Gerald Bechet


Biographical Information
D.O.B.November 16, 1973
Personal Information
HometownBaton Rouge, LA
Profession (Post-Apoc)Monroe Guard
Profession (Pre-Apoc)Ordained Priest
LikesCajun Food, Jazz, Basketball
DislikesSmartasses, Friendly Fire

Reverend Gerald Sidney Bechet was a good man. He volunteered his time at local homeless shelters and soup kitchens. He coached a youth basketball team in the summers and he spent winters playing jazz piano in retirement homes. He was the first to offer a helping hand, an understanding ear, or a word of advice. There wasn't a man or woman in his community that didn't know him or offer a smile and a wave as he passed by, which he would undoubtedly return. He wasn't perfect, no living soul truly could be, but that didn't prevent one from striving to be. He led his small Baton Rouge parish by example, teaching the mercy and humanity of his beliefs through kind acts rather than dry sermons - though he did have a number of those on hand. If there was a Heaven out there, and Gerald was certain there was, then there was no doubt he had a VIP ticket through the pearly gates.

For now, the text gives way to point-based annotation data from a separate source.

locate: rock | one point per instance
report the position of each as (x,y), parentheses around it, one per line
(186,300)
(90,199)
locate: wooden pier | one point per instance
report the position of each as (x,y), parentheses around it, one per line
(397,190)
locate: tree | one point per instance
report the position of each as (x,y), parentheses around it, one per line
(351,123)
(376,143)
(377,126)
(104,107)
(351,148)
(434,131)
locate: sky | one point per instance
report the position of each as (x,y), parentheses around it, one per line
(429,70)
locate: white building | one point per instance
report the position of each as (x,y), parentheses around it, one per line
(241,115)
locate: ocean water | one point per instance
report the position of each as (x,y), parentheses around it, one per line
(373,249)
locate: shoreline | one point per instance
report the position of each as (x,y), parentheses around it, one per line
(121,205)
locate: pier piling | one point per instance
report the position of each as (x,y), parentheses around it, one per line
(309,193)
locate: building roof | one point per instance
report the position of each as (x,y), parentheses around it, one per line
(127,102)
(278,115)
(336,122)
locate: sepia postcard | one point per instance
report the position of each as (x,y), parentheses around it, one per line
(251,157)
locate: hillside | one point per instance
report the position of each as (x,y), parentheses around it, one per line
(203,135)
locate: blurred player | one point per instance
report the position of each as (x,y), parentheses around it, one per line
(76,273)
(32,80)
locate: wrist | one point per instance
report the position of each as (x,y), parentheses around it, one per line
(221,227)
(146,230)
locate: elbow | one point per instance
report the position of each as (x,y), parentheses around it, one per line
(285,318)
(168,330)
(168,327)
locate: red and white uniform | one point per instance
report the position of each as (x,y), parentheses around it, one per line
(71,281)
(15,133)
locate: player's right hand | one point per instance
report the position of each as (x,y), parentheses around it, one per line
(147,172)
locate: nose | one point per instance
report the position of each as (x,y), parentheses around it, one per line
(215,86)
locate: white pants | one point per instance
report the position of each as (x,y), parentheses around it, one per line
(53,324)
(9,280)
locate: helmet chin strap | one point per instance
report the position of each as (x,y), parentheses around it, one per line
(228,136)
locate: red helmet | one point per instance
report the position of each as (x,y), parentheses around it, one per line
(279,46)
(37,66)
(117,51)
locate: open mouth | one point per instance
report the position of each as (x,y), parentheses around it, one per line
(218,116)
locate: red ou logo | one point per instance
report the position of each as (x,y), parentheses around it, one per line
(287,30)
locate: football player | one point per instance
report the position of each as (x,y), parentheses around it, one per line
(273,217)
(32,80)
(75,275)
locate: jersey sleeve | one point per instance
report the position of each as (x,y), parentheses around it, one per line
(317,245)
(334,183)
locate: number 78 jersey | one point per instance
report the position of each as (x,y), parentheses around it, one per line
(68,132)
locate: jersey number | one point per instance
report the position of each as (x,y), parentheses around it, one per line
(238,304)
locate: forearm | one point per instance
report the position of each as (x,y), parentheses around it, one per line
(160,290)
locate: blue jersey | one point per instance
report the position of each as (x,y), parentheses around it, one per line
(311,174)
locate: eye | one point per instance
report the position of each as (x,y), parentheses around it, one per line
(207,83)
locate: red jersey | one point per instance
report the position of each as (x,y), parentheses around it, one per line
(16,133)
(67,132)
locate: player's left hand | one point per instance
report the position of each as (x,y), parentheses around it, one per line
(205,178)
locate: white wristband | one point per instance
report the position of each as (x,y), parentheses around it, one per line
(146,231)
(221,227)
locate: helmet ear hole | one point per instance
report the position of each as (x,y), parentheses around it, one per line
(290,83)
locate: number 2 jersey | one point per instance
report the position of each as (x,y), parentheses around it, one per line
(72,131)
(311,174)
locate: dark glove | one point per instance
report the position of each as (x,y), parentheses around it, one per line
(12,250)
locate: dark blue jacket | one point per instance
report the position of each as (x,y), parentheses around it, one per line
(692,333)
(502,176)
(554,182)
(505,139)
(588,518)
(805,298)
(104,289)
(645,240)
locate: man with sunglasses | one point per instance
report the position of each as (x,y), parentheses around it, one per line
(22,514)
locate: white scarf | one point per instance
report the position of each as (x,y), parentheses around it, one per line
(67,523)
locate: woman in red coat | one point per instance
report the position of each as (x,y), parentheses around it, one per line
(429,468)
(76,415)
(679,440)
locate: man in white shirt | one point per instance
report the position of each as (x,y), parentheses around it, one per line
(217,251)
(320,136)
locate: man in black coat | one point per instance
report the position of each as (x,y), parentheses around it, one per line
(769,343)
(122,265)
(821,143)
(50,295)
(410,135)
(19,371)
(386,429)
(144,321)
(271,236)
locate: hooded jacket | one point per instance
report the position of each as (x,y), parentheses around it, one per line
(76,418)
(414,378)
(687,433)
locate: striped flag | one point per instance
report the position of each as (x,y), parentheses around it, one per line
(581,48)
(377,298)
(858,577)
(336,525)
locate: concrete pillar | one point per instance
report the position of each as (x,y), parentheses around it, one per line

If there was a Heaven out there, Gerald was certain this wasn't it. When the Oculurubrus disease struck, he tried desperately to remain a pillar of strength within the community. He tried to rally the spirits of his flock. He tried to bring them together in strength and unity. But the disease had no mercy to be found. No humanity. It swept through the land like the plagues of old, like a biblical flood to wash away the righteous and unrighteous alike. The good Reverend watched in horror and helplessness as the world fell to chaos and his community crumbled around him. His parish and his people died, and so too did his faith.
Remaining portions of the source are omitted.